McCallister was awarded an army commendation for his service in Vietnam.
When back in Natchez, he eventually took classes at what was then Co-Lin Junior College and became self-employed in the insurance industry.
While in Jackson at the Veterans hospital visiting a cousin who had been injured in Vietnam, McCallister saw a quote hanging on a banner at the entrance to a ward at the hospital that read, “Through these doors lie the cost of freedom.”
“I will never, ever forget seeing that. From that point forward, I have worked to interact with veterans,” he said.
In 1992, McCallister worked with a group of veterans in Natchez who brought a replica of the Vietnam Memorial to Chester Willis Field in Liberty Park in Natchez.
“It was so heartwarming, the outpouring of love and support we had from the Miss-Lou. It was huge. It made you proud to be a veteran. I think the mindset of a lot of people was that they didn’t welcome us home then, but were doing so at that wall in Natchez so many years later,” he said. “On that last night, the stands at Chester Willis were full. They were at capacity and hundreds of people were standing around. We had put an electronic counter on one of the walk-in gates, just one, and more than 50,000 came in that gate during that five day period.

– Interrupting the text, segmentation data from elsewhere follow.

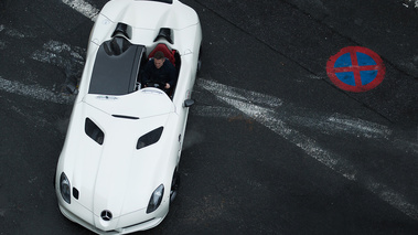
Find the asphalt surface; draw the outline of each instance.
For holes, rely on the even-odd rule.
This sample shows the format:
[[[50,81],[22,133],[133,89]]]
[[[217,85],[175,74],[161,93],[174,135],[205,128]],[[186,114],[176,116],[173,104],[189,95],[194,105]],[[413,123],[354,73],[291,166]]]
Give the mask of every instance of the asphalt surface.
[[[417,234],[418,2],[185,0],[203,68],[167,218],[138,234]],[[0,2],[0,234],[90,234],[53,177],[94,15],[106,1]],[[363,46],[374,89],[326,62]]]

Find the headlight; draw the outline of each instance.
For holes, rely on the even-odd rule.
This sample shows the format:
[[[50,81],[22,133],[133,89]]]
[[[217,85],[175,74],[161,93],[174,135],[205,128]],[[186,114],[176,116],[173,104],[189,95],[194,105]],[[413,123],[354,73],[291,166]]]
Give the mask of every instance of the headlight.
[[[63,200],[71,204],[71,185],[69,185],[69,180],[65,175],[65,173],[61,173],[60,178],[60,191],[61,195],[63,196]]]
[[[148,203],[147,214],[156,211],[160,206],[162,195],[164,194],[164,185],[160,184],[157,190],[153,191],[150,202]]]

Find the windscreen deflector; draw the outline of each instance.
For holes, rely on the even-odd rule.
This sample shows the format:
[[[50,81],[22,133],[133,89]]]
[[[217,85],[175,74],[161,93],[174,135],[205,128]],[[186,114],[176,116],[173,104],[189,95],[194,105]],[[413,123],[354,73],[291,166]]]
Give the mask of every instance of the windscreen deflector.
[[[88,94],[126,95],[135,92],[143,45],[130,44],[125,38],[101,43],[93,67]]]

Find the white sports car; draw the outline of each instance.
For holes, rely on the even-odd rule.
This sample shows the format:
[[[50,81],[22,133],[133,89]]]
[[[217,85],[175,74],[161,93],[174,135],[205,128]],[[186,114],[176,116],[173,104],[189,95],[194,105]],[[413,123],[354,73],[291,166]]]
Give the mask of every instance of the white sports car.
[[[98,234],[157,226],[178,167],[200,67],[196,12],[178,0],[111,0],[92,30],[55,191],[61,212]],[[175,64],[170,92],[140,84],[154,51]]]

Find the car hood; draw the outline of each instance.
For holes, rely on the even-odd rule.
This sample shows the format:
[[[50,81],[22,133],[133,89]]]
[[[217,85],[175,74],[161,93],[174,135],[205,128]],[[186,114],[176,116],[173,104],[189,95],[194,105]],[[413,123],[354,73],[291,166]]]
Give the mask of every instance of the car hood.
[[[181,30],[199,23],[195,11],[178,0],[171,4],[131,0],[114,0],[107,4],[100,14],[112,22],[126,22],[133,28],[156,30],[165,26]]]
[[[114,218],[147,209],[152,192],[167,179],[175,145],[170,128],[178,115],[171,100],[161,97],[151,89],[130,96],[92,95],[75,105],[62,152],[63,171],[73,191],[79,192],[75,203],[96,216],[108,210]],[[101,145],[86,135],[86,118],[104,132]],[[141,136],[161,127],[156,143],[137,149]]]

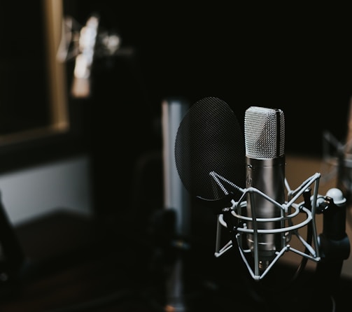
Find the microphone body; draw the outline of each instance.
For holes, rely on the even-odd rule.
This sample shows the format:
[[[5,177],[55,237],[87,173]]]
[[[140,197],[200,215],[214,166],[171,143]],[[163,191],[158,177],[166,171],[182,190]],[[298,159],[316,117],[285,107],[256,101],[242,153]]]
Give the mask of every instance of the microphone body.
[[[279,109],[250,107],[246,111],[244,126],[246,187],[255,187],[282,204],[286,164],[283,113]],[[248,193],[246,213],[253,219],[247,225],[250,229],[273,230],[284,227],[283,221],[269,220],[281,216],[280,208],[255,192]],[[256,240],[253,234],[247,234],[247,244],[252,253],[258,252],[261,270],[267,268],[284,243],[281,233],[260,233]]]

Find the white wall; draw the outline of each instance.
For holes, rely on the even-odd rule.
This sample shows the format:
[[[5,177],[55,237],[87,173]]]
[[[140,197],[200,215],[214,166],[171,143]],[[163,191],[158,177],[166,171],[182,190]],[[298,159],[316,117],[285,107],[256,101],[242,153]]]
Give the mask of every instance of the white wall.
[[[13,225],[65,208],[92,213],[90,159],[83,155],[0,175],[0,192]]]

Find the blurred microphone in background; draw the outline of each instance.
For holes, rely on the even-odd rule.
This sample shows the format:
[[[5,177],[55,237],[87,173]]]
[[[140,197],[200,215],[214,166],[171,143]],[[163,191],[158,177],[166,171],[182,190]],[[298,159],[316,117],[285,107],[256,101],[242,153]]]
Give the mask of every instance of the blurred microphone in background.
[[[285,119],[280,109],[252,106],[246,111],[244,119],[247,187],[256,187],[279,203],[285,201]],[[249,193],[247,214],[253,220],[279,218],[280,208],[258,194]],[[258,229],[282,227],[280,222],[257,223]],[[253,222],[248,222],[253,229]],[[253,234],[248,234],[250,249],[254,247]],[[281,250],[285,241],[281,234],[262,234],[259,236],[258,253],[259,267],[267,269]]]
[[[73,59],[73,77],[71,90],[75,98],[91,94],[92,69],[95,58],[111,56],[130,57],[131,48],[121,48],[121,37],[115,31],[100,27],[99,14],[92,13],[84,26],[71,16],[62,21],[62,39],[57,53],[60,62]]]

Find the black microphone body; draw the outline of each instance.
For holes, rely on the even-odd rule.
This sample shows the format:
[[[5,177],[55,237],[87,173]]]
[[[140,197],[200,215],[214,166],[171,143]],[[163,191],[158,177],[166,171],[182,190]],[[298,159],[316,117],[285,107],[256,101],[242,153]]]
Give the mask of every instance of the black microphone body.
[[[279,204],[285,200],[284,126],[281,110],[252,106],[246,111],[246,187],[255,187]],[[248,228],[254,228],[255,219],[258,229],[282,228],[282,221],[268,220],[279,218],[281,213],[279,207],[261,194],[249,193],[247,215],[253,221],[248,222]],[[257,242],[253,234],[247,235],[249,248],[253,253],[258,250],[261,270],[267,268],[284,243],[281,233],[258,234]]]

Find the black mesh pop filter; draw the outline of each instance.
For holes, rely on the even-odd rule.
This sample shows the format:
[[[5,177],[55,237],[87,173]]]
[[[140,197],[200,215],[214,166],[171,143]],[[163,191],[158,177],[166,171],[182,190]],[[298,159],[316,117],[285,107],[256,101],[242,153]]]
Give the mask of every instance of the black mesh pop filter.
[[[225,197],[214,185],[215,172],[238,187],[245,184],[245,148],[234,112],[223,101],[206,97],[194,104],[180,123],[175,161],[185,187],[206,199]],[[234,194],[236,189],[226,190]]]

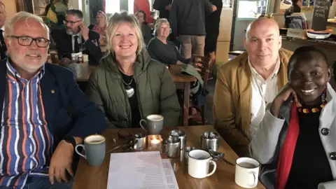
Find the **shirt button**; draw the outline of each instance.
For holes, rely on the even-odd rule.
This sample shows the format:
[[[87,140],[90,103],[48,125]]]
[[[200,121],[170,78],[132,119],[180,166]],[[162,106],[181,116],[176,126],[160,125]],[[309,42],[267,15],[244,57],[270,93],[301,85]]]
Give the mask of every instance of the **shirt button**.
[[[330,153],[330,159],[332,160],[336,160],[336,152]]]
[[[321,133],[324,136],[327,136],[330,133],[330,130],[328,128],[322,128]]]

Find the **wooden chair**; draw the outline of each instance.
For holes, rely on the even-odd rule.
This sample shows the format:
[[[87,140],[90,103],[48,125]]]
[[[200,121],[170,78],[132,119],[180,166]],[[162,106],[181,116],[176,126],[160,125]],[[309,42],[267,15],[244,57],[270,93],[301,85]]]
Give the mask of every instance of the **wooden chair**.
[[[192,57],[192,62],[194,66],[196,68],[196,70],[198,71],[198,73],[200,73],[200,75],[201,75],[204,83],[203,83],[203,88],[205,88],[207,86],[208,84],[208,80],[209,77],[210,75],[210,70],[212,68],[213,66],[213,62],[211,59],[197,55],[193,55]],[[195,108],[197,111],[197,113],[194,115],[189,115],[188,118],[202,118],[202,122],[203,125],[206,125],[206,121],[205,120],[205,116],[204,116],[204,113],[205,113],[205,104],[202,105],[200,108],[196,104],[190,104],[190,108],[189,108],[189,112],[192,113],[191,109],[192,108]]]

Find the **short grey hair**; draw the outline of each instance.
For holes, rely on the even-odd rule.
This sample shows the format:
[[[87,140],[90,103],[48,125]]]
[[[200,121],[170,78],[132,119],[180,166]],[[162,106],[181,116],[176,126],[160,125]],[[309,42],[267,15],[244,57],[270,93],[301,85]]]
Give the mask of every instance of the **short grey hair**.
[[[29,13],[28,12],[25,11],[20,11],[16,14],[14,15],[14,16],[9,19],[7,20],[5,22],[5,37],[7,38],[9,36],[11,35],[13,32],[13,28],[14,25],[16,24],[16,22],[20,22],[20,21],[24,21],[27,22],[27,20],[34,20],[36,21],[37,22],[40,23],[44,29],[46,29],[46,31],[47,32],[47,36],[48,36],[48,39],[50,39],[50,36],[49,36],[49,27],[43,22],[43,20],[39,16],[33,15],[31,13]]]
[[[155,26],[154,27],[154,35],[158,36],[158,31],[159,31],[160,27],[162,24],[168,24],[170,25],[169,22],[167,18],[160,18],[156,21]]]

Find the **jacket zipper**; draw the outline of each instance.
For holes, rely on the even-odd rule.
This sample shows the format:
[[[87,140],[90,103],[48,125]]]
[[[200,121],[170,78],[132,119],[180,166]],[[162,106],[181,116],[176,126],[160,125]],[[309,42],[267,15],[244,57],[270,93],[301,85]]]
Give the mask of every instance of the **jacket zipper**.
[[[136,77],[134,77],[134,82],[135,82],[135,85],[136,85],[136,101],[138,102],[138,106],[139,106],[139,112],[140,113],[140,117],[141,118],[141,119],[144,119],[144,113],[142,112],[141,103],[140,103],[140,95],[139,93],[139,88],[138,88],[139,85],[138,85],[138,83],[136,82]]]
[[[120,85],[124,91],[125,102],[126,103],[126,114],[127,114],[128,124],[127,127],[132,127],[132,110],[130,105],[130,100],[128,99],[127,94],[126,94],[126,90],[125,89],[124,83],[122,83],[122,76],[120,74]]]

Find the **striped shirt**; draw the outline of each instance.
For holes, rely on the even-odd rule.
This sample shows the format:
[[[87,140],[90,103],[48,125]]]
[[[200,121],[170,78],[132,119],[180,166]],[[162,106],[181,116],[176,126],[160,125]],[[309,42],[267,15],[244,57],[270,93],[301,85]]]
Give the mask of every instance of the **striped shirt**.
[[[22,78],[7,60],[0,132],[0,186],[23,188],[29,176],[48,176],[53,138],[46,120],[40,80]]]

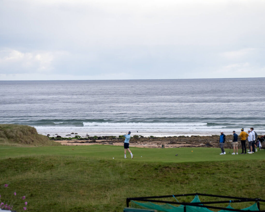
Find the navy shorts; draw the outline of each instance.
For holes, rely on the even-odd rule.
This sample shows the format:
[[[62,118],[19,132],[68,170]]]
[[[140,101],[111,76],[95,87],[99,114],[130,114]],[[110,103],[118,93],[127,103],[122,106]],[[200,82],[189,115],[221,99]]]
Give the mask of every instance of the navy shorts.
[[[129,148],[129,143],[124,143],[124,149],[128,149]]]

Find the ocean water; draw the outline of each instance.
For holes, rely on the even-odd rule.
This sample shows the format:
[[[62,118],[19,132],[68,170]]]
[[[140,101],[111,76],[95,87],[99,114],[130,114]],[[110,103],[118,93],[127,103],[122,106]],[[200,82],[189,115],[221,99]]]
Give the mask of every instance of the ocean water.
[[[265,78],[0,81],[0,123],[43,134],[264,134],[264,91]]]

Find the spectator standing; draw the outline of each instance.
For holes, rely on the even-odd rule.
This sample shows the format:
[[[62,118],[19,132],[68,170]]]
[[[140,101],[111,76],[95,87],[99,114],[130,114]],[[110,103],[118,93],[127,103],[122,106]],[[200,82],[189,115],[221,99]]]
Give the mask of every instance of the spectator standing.
[[[237,134],[236,133],[236,131],[235,130],[233,131],[233,133],[232,142],[233,142],[233,148],[234,149],[234,152],[232,153],[232,154],[238,154],[238,148],[237,148],[237,144],[238,144],[237,138],[238,136]],[[236,153],[235,153],[236,148]]]
[[[220,132],[221,133],[221,135],[220,135],[219,142],[220,145],[220,148],[221,148],[221,150],[222,151],[222,153],[220,153],[220,154],[225,154],[226,152],[224,148],[224,142],[226,142],[226,135],[224,134],[224,132],[223,130],[220,131]]]
[[[253,142],[252,144],[252,149],[253,152],[255,152],[255,151],[258,151],[258,149],[257,149],[257,146],[256,145],[256,139],[258,137],[258,135],[254,131],[254,128],[253,127],[251,127],[250,129],[251,130],[251,132],[252,133],[252,134],[253,135]]]
[[[244,149],[245,149],[245,154],[247,153],[246,148],[246,139],[248,136],[248,134],[244,131],[244,128],[242,128],[241,129],[241,132],[239,134],[239,137],[240,137],[240,139],[241,140],[241,145],[242,146],[242,152],[240,153],[241,154],[242,154],[244,153]]]
[[[253,134],[251,132],[251,131],[250,129],[248,130],[249,133],[249,136],[248,137],[248,140],[249,141],[249,151],[248,153],[252,154],[252,143],[253,142]]]

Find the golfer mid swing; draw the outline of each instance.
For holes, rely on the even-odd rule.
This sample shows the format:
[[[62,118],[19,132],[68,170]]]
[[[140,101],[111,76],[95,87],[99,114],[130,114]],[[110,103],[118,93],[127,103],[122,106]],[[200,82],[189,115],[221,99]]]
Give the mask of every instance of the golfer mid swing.
[[[129,131],[128,134],[125,134],[124,136],[125,137],[125,140],[124,141],[124,158],[126,158],[126,149],[127,149],[131,154],[131,156],[132,159],[133,158],[133,155],[129,148],[129,141],[131,138],[131,132]]]

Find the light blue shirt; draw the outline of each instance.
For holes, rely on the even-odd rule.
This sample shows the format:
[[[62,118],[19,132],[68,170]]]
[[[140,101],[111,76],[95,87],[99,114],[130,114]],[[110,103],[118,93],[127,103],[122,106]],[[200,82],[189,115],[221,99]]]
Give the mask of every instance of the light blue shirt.
[[[124,137],[125,137],[125,140],[124,141],[124,143],[129,143],[129,141],[130,140],[130,139],[131,138],[131,135],[130,134],[125,135]]]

“We asked all veterans to come to the pitchers’ mound and join us on the field for closing prayer. There were almost as many people on that field as there were left in the stands. God was present in a huge way. You could sense it. One veteran told me it was the first time in his life he was ever recognized for his service to his country.”
Today, McCallister works with Point Man International Ministries of the Miss Lou, which is working to bring a replica of the Vietnam Memorial to a permanent site in Vidalia, Louisiana near the riverfront, which is being called the Cost of Freedom project.
McCallister is helping to raise funds to make that project a reality.